第1回「なぜアホックは嫌われるのか?」

       ジャカルタ州知事選挙は興味津々だった。特に面白かったのはアホック知事のキャラクターに対する市民の反応だ。人気があるようで、酷く嫌われている。非イスラム華人系なのは仕方がないにしても、「あのガサツな話し方が許せない」という批判には、若い頃ジャワで暮らした身としてはおおいに共感するところがあった。

 

        ジャワ人はメンツを大事にする。意見が違っても決してあからさまに違いを指摘しない。やんわりと、どこまでもやんわりと相手が自然と違いに気付くまで遠回しに伝える。間違っても、相手の言うことが間違いだなどと斬りつけるように言ってはいけない。相手がその婉曲話法で気がつかなければ、その人は「教養がない人」ということになって、次のパーティーでは遠ざけられるか、招待状が届かないということになるだけだ。

    そんな文化がインドネシアだと若い頃に教え込まれた常識からすると、アホック知事が記者を前に「◯△局長は無能だからクビだ」などと露骨に批判する発言を初めて聞いた時には、びっくり仰天であった。

   そもそも以前は、インドネシアに赴任する人への注意事項で、「人前で叱るな、注意は別の部屋で2人だけでやれ。」というのは最初の3番目くらいには入っていたはずだ。「メンツを失う」はインドネシア語でもその通りの言い方をする。インドネシア人はメンツを大事にするから人前で叱られるとその恨みが後日に思わぬ仕返しになって現れるかも知れない、と厳しく注意されたものだった。

 

    考えてみると、ジャワ語にはイエスとノーの区別がないと言われている。何を聞いても、相手は「ンゲー」などと同じ返事を返すばかりで要領を得ない。友人に尋ねると、文脈でイエスかノーか分からないような人間がなんで大学まで行って勉強するのだという顔をされる。

    スハルト大統領の通訳をさせて貰ったことがあるが、日本の来客が何故か3度同じ質問を繰り返し、大統領は最後まで「ノー」という言葉を使わなかった。最初の質問で大統領の意図は明白だったが、その来客は混乱していたようだ。

    しかし考えようによってはこれは日本人にとって得なことかも知れない。日本語でも、ハイ、ハイ、と言いながら実際はノーだということは良くある。イエスとノーをまず明確にしないとコミュニケーションが成立しない西洋人より日本人の方がずっとインドネシア人との付き合いでは有利だと思う。

 

    最初のアホック氏の話し振りに戻るが、ガサツな物言いが時代の流れの中で許されるように変わったのだろうか。
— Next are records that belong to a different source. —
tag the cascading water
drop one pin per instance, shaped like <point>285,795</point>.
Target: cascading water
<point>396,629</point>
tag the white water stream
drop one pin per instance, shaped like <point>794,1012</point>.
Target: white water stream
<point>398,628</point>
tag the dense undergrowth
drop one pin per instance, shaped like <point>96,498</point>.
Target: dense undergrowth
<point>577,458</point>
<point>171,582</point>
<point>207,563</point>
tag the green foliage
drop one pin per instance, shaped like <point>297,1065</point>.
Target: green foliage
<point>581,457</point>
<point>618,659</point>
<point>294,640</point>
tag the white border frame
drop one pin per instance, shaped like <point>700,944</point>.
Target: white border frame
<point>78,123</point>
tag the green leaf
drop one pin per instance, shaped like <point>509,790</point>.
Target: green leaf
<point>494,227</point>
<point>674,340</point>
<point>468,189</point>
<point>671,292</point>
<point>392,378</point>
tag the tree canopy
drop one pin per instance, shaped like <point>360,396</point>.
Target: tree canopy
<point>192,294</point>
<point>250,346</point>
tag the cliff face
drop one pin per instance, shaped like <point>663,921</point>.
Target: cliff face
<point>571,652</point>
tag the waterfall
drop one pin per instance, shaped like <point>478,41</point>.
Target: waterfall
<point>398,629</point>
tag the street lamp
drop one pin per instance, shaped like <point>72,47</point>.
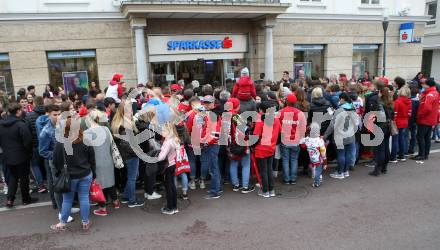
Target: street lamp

そういう面は確かにあると思う。しかしやはり彼だから(華人インドネシア人の言葉遣いは昔から結構荒っぽかった)、あの荒っぽさがジャカルタの街を短期間で変えたという評価が背景にあるから、大目に見てもらっているのだろう。

    やっぱり我々外国人にはインドネシア人が大事だと思うことを尊重して付き合う方が良さそうに思える。もっともそれはひと昔前の日本によく似ているから、ことさらに肩肘張る必要もないのだが…。